5.GIS has accepted Anaconda
But the reality is that using Python for version control and package management is a challenging task. With such an application, your life will be easier, this is what Anaconda does. It also includes the Jupyter notebook application mentioned above. At first, I doubted its practicability, but now I prefer to use Anaconda instead of virtualenv every time I use python 3. If you install python 2.7 included with arcmap, it can also work well (do not add anaconda to python path because you do not mix the two environments on the same machine). ESRI also realized that providing arcpy through Anaconda is more convenient than directly using arcmap or pro. This will be addressed in the upcoming software release.
6.GIS has included Scipy library
ESRI now provides the scipy library every time you install arcmap and pro, so you don't have to install the software package yourself. Although the various packages of this library are for scientific research, GIS analysts and cartographers can use them, for example, by including simple drawings in the Matplotlib library. If you use panda and numpy at the same time, you will get something similar to R language. Similarly, Jupyter notebooks are ideal environments for writing all code, comments, results, and diagrams.
From a marketing perspective, it is interesting that ESRI adopted the slogan "The Science of Where" to emphasize its scientific roots. The cooperation with Continuum Analytics (the company behind Anaconda), the shipment of Scipy Stack with Arcgis and the creation of Arcgis Bridge for R users are recent initiatives to bring different communities together through technology.
7.GeoPython is a new activity for geospatial Python developers
GeoPython is a European Python conference for geospatial communities. Here, new projects and proprietary vendors from the open source community are shared. If you don't participate in the event, you may have( https://github.com/geopython )interested, this library shows all the items displayed in the latest version earlier this May.

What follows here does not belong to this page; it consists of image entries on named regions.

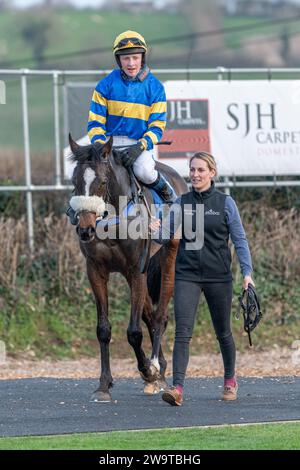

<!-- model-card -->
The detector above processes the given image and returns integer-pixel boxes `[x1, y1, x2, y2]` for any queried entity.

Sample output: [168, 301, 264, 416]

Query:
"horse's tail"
[147, 252, 161, 304]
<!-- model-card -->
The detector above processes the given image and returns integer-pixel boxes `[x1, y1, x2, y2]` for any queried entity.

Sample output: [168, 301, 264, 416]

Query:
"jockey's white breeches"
[113, 135, 158, 184]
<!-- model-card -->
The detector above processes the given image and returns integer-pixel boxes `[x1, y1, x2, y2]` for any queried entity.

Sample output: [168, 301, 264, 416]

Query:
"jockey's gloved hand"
[122, 142, 144, 168]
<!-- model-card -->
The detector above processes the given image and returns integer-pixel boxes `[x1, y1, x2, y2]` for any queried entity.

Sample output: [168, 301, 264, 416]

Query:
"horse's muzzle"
[76, 225, 96, 243]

8.Open source extension of proprietary GIS, and vice versa
This is mainly a repetition of the first two points, but there are more: there are many open source tools that can extend commercial GIS. Many of them are distributed through the pypi python package index, although github is very slow. When you search for "gis", "geo" or "esri", you will be surprised by the number of search results. An open source software package called arcrest provides a set of python tools to help use the arcgis rest api for arcgis server (ags), arcgis online (agol) and arcgis webmap json. In addition, if you use anaconda as the package manager, you can use the anaconda cloud to search for packages, or browse more than 1000 default packages included with the installation.
9.Python supports Web GIS
Although desktop geographic information system will not disappear soon, network geographic information system is the trend of the future. Python is a good tool for creating workflows using WebGIS, which is another reason to start learning it. Instead of relying on desktop applications, you can copy most of their functions outside such applications. For example, by using Jupyter notebooks, using Web APIs to obtain the required functions, data and tools, creating your own workflow and sharing these functions, data and tools with others. Python can be used as a language to connect all these functions, and the possibilities are endless.